Meshless Method for Numerical Solution of Internal Flows with Axial Symmetry

In this research, a meshless method has been developed to solve internal and axi-symmetric flows. In this method, the least squares of the Taylor series are used for spatial discretization and explicit multi-step Runge-Kutta method is used for temporal discretization. Governing equations are based on two-dimensional and axi-symmetric Euler equations. The second and forth order dissipation are used to solve the flows. In order to model boundary condition, subsonic and supersonic inlet and outlet boundary conditions as well as the wall boundary have been used according to the problem. To validate the results of the code, the inviscid flow inside a two-dimensional nozzle and the supersonic flow inside the channel along with bump have been simulated and the results have been compared with valid data. Also, the ability of the code to shock capturing in the two-dimensional and axi-symmetrical nozzle is presented.

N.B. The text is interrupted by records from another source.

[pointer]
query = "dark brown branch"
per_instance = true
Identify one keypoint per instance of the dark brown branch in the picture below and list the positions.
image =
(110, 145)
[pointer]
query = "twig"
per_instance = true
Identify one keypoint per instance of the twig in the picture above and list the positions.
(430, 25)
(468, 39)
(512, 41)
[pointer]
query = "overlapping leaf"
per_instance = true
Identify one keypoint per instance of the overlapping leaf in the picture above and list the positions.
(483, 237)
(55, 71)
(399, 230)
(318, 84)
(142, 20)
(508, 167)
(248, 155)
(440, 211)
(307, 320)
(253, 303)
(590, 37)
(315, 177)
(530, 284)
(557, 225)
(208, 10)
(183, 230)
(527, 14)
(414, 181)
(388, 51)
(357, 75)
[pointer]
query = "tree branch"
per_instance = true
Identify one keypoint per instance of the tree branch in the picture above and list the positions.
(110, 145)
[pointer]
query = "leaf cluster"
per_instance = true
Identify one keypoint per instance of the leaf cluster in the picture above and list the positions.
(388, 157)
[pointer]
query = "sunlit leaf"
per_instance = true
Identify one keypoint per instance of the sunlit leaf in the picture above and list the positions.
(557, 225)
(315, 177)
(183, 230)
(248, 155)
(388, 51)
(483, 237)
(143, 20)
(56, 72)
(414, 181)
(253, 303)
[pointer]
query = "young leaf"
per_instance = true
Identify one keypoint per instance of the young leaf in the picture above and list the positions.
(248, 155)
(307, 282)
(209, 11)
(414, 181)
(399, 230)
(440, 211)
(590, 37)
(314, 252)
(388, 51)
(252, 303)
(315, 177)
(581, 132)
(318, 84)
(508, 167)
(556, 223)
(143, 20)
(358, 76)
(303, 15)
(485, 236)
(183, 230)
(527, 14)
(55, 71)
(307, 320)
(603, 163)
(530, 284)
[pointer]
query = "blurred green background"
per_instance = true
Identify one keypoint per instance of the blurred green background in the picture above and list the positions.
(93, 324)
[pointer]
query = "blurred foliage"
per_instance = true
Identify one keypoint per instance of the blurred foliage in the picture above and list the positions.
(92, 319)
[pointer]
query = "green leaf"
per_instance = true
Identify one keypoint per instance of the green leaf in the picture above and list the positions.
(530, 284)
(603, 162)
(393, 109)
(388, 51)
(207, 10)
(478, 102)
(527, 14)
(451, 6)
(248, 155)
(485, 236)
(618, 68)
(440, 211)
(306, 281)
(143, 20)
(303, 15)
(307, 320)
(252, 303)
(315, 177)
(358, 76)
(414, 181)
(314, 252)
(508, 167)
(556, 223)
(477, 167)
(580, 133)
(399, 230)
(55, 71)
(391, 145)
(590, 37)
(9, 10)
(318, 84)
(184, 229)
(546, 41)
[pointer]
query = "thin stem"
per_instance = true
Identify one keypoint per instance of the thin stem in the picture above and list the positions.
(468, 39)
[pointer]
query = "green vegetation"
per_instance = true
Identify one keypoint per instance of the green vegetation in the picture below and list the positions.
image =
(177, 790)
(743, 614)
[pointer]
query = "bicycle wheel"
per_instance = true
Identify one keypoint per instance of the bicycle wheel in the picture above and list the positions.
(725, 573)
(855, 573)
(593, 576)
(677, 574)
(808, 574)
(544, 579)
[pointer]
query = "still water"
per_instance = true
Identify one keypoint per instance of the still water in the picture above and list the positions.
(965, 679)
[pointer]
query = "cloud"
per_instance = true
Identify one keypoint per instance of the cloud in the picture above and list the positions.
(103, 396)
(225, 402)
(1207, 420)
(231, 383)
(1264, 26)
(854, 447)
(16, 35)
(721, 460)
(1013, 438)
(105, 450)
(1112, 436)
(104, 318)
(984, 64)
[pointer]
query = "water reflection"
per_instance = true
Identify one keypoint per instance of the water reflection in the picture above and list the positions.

Finally, the simulation of the steady flow inside a axi-symmetric convergent-divergent supersonic nozzle with Mach 5 in outlet has been done to measure the accuracy of solving the numerical code at hypersonic speed. The results show that the developed code can simulate steady internal and axi-symmetric flows with very good accuracy. The code convergence process is also presented, which shows appropriate convergence of the developed code. The analysis time for shock capturing in the axisymmetric nozzle is about 64% faster than the Fluent-software.